Investigation to answer three key questions concerning plant pest identification and development of a practical identification framework
Ryosuke Wayama, Yuki Sasaki, Satoshi Kagiwada, Nobusuke Iwasaki, Hitoshi Iyatomi
TL;DR
This study tackles image-based plant pest identification by addressing three key questions about data-source separation, ROI pre-detection, and class-definition strategies. It proposes a two-stage framework that first detects ROIs with ShapeMask and then classifies using EfficientNet-based CNNs, trained on a large, diverse, field-collected dataset. Results show that rigorous data separation, ROI-focused preprocessing, and pest/crop integration with cross-crop training yield high practical performance, achieving 91.0% accuracy and 88.5% macro F1 on unseen-field data across 21 classes, with per-class F1 mostly above 80%. The framework operates at about 476 ms per case and uses a public dataset, supporting deployment in real-world pest diagnosis and potential smartphone-assisted usage.
Abstract
The development of practical and robust automated diagnostic systems for identifying plant pests is crucial for efficient agricultural production. In this paper, we first investigate three key research questions (RQs) that have not been addressed thus far in the field of image-based plant pest identification. Based on the knowledge gained, we then develop an accurate, robust, and fast plant pest identification framework using 334K images comprising 78 combinations of four plant portions (the leaf front, leaf back, fruit, and flower of cucumber, tomato, strawberry, and eggplant) and 20 pest species captured at 27 farms.
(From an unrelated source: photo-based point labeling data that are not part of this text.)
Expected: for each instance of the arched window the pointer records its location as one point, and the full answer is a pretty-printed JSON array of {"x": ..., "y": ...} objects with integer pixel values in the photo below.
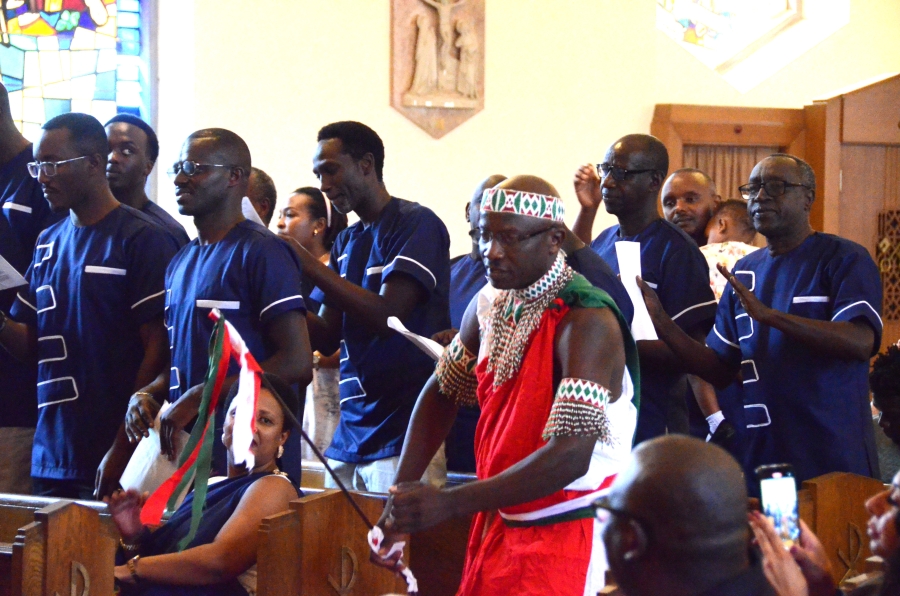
[{"x": 59, "y": 56}]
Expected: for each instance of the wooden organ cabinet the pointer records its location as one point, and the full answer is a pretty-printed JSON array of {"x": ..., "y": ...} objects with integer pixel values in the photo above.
[{"x": 852, "y": 141}]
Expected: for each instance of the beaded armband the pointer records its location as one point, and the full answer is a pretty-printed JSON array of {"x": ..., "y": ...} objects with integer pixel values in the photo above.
[
  {"x": 455, "y": 373},
  {"x": 579, "y": 409}
]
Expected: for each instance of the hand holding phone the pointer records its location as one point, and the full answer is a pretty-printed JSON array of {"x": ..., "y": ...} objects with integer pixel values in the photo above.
[{"x": 778, "y": 488}]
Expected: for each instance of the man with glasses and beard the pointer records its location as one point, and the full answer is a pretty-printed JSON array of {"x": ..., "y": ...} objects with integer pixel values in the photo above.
[
  {"x": 799, "y": 321},
  {"x": 550, "y": 360},
  {"x": 92, "y": 313},
  {"x": 628, "y": 184},
  {"x": 234, "y": 265}
]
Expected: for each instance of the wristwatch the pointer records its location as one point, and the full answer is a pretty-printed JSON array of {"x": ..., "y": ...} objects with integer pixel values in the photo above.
[{"x": 132, "y": 568}]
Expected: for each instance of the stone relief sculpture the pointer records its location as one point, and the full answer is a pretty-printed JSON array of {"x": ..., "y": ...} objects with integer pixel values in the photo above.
[
  {"x": 437, "y": 62},
  {"x": 469, "y": 55},
  {"x": 425, "y": 77},
  {"x": 445, "y": 77}
]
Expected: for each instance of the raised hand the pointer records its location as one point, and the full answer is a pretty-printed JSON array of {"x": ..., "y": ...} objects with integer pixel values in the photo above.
[
  {"x": 587, "y": 187},
  {"x": 756, "y": 309},
  {"x": 139, "y": 417}
]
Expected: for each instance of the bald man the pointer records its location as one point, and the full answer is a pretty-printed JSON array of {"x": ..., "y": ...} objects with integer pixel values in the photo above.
[
  {"x": 235, "y": 265},
  {"x": 798, "y": 321},
  {"x": 689, "y": 199},
  {"x": 23, "y": 215},
  {"x": 554, "y": 380},
  {"x": 262, "y": 194},
  {"x": 675, "y": 523},
  {"x": 628, "y": 183}
]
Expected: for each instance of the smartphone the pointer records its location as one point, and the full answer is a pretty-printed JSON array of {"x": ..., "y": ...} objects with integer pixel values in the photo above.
[{"x": 778, "y": 489}]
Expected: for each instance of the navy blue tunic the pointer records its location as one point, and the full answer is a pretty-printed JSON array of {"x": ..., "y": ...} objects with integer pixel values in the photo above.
[
  {"x": 23, "y": 215},
  {"x": 801, "y": 406},
  {"x": 90, "y": 289},
  {"x": 672, "y": 264},
  {"x": 381, "y": 377}
]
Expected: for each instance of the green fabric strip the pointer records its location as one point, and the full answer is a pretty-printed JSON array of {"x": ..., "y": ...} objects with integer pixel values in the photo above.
[{"x": 580, "y": 293}]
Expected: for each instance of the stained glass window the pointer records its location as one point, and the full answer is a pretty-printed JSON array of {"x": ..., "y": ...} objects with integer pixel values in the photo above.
[{"x": 59, "y": 56}]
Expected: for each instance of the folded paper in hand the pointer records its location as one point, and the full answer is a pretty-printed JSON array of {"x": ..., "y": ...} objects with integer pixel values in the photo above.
[
  {"x": 629, "y": 257},
  {"x": 148, "y": 468},
  {"x": 429, "y": 346}
]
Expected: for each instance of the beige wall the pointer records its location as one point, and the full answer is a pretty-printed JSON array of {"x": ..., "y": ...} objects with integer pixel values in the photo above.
[{"x": 564, "y": 78}]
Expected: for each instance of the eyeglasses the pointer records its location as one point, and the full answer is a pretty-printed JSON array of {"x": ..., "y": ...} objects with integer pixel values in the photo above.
[
  {"x": 505, "y": 239},
  {"x": 190, "y": 168},
  {"x": 49, "y": 167},
  {"x": 618, "y": 174},
  {"x": 773, "y": 188}
]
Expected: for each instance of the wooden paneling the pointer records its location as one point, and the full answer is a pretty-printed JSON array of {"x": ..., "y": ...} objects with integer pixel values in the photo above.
[
  {"x": 729, "y": 167},
  {"x": 872, "y": 114},
  {"x": 862, "y": 170}
]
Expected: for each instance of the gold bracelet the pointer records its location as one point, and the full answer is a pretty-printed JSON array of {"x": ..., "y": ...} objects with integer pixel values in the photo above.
[
  {"x": 132, "y": 568},
  {"x": 128, "y": 548}
]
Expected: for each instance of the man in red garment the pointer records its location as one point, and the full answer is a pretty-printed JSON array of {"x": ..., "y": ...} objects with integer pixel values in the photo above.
[{"x": 554, "y": 377}]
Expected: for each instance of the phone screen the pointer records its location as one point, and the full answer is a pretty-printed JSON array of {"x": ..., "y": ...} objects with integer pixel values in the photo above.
[{"x": 779, "y": 497}]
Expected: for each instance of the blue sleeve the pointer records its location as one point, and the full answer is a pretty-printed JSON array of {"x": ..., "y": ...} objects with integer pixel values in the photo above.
[
  {"x": 856, "y": 291},
  {"x": 684, "y": 287},
  {"x": 421, "y": 249},
  {"x": 723, "y": 337},
  {"x": 275, "y": 278},
  {"x": 337, "y": 250},
  {"x": 149, "y": 253}
]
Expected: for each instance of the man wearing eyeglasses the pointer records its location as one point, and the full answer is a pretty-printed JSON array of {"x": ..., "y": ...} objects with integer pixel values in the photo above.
[
  {"x": 23, "y": 215},
  {"x": 234, "y": 265},
  {"x": 799, "y": 321},
  {"x": 133, "y": 149},
  {"x": 628, "y": 183},
  {"x": 92, "y": 313}
]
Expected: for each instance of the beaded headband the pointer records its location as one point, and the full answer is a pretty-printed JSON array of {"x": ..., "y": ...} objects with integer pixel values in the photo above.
[{"x": 522, "y": 203}]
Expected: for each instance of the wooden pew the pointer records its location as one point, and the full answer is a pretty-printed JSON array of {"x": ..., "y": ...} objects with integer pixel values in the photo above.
[
  {"x": 319, "y": 547},
  {"x": 833, "y": 506},
  {"x": 60, "y": 548}
]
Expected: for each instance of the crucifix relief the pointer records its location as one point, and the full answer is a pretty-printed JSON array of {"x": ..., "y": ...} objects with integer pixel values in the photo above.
[{"x": 437, "y": 77}]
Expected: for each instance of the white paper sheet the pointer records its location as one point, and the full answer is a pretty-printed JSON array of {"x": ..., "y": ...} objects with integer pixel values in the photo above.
[
  {"x": 9, "y": 277},
  {"x": 148, "y": 468},
  {"x": 429, "y": 346},
  {"x": 629, "y": 256}
]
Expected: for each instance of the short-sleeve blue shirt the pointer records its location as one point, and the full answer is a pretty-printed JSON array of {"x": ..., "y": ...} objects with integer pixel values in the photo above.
[
  {"x": 467, "y": 277},
  {"x": 23, "y": 215},
  {"x": 90, "y": 289},
  {"x": 382, "y": 377},
  {"x": 672, "y": 264},
  {"x": 801, "y": 406},
  {"x": 251, "y": 276},
  {"x": 167, "y": 222}
]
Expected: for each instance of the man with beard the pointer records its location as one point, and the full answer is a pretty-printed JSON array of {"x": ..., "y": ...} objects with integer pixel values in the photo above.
[
  {"x": 394, "y": 262},
  {"x": 799, "y": 320},
  {"x": 628, "y": 184},
  {"x": 133, "y": 149}
]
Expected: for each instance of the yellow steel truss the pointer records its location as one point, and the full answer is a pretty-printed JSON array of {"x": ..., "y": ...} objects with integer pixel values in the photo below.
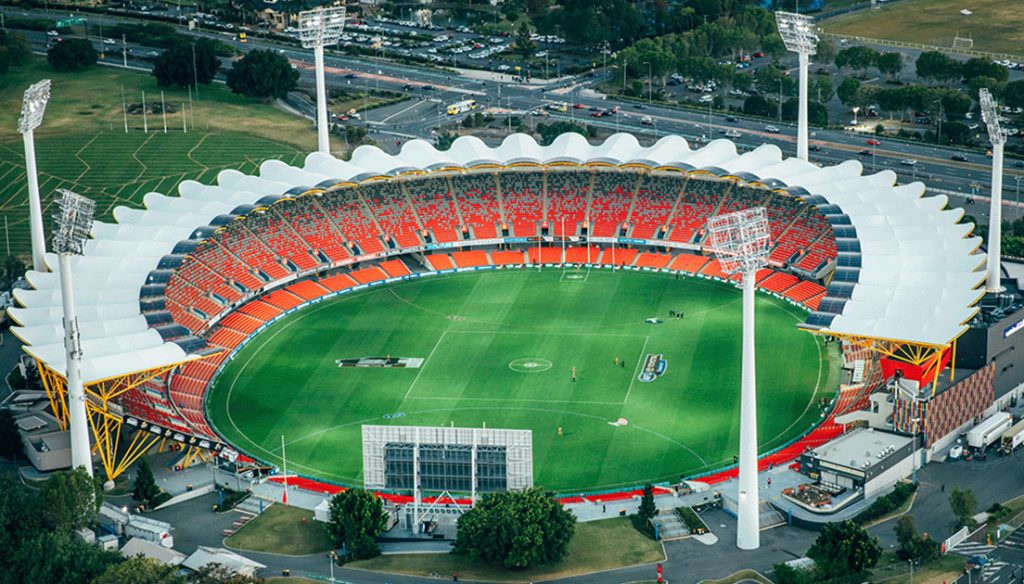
[
  {"x": 104, "y": 424},
  {"x": 921, "y": 355}
]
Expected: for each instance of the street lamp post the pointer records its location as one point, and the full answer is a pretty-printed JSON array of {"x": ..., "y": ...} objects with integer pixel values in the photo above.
[
  {"x": 316, "y": 29},
  {"x": 73, "y": 220},
  {"x": 740, "y": 242},
  {"x": 33, "y": 109},
  {"x": 799, "y": 36},
  {"x": 996, "y": 135}
]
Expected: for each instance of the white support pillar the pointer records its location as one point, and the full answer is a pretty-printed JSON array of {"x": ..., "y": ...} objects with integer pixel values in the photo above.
[
  {"x": 79, "y": 426},
  {"x": 993, "y": 280},
  {"x": 323, "y": 129},
  {"x": 749, "y": 528},
  {"x": 35, "y": 205},
  {"x": 805, "y": 61}
]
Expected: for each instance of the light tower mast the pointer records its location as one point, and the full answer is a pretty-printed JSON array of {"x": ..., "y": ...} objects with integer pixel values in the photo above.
[
  {"x": 990, "y": 114},
  {"x": 740, "y": 241},
  {"x": 317, "y": 29},
  {"x": 74, "y": 221},
  {"x": 33, "y": 109},
  {"x": 799, "y": 36}
]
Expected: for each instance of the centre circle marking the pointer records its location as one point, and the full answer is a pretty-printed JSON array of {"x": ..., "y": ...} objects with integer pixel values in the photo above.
[{"x": 530, "y": 365}]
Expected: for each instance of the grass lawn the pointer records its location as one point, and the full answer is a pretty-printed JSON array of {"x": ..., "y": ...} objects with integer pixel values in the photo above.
[
  {"x": 280, "y": 530},
  {"x": 596, "y": 546},
  {"x": 82, "y": 143},
  {"x": 499, "y": 347},
  {"x": 996, "y": 26},
  {"x": 892, "y": 570}
]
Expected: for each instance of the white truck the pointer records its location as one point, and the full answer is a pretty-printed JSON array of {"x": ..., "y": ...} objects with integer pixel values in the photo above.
[
  {"x": 989, "y": 430},
  {"x": 1012, "y": 439}
]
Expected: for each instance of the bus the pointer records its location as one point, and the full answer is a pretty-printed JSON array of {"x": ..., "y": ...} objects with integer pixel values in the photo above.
[{"x": 462, "y": 107}]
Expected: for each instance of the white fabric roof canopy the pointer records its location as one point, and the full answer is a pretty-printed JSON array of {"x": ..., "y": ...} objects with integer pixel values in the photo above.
[{"x": 918, "y": 279}]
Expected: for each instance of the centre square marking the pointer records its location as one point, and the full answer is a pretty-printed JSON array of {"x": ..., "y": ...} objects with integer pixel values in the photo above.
[
  {"x": 467, "y": 365},
  {"x": 530, "y": 365}
]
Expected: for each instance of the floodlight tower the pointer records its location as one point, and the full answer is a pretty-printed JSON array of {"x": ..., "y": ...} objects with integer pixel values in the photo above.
[
  {"x": 317, "y": 29},
  {"x": 33, "y": 108},
  {"x": 990, "y": 114},
  {"x": 73, "y": 220},
  {"x": 799, "y": 36},
  {"x": 740, "y": 242}
]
The results reveal the following. (1) For an appropriate evaluation of the model, the test data should not include images of the field from which the training images were collected, or other considerations to increase the diversity of the test set should be taken into account. (2) Pre-extraction of ROIs, such as leaves and fruits, helps to improve identification accuracy. (3) Integration of closely related species using the same control methods and cross-crop training methods for the same pests, are effective. Our two-stage plant pest identification framework, enabling ROI detection and convolutional neural network (CNN)-based identification, achieved a highly practical performance of 91.0% and 88.5% in mean accuracy and macro F1 score, respectively, for 12,223 instances of test data of 21 classes collected from unseen fields, where 25 classes of images from 318,971 samples were used for training; the average identification time was 476 ms/image.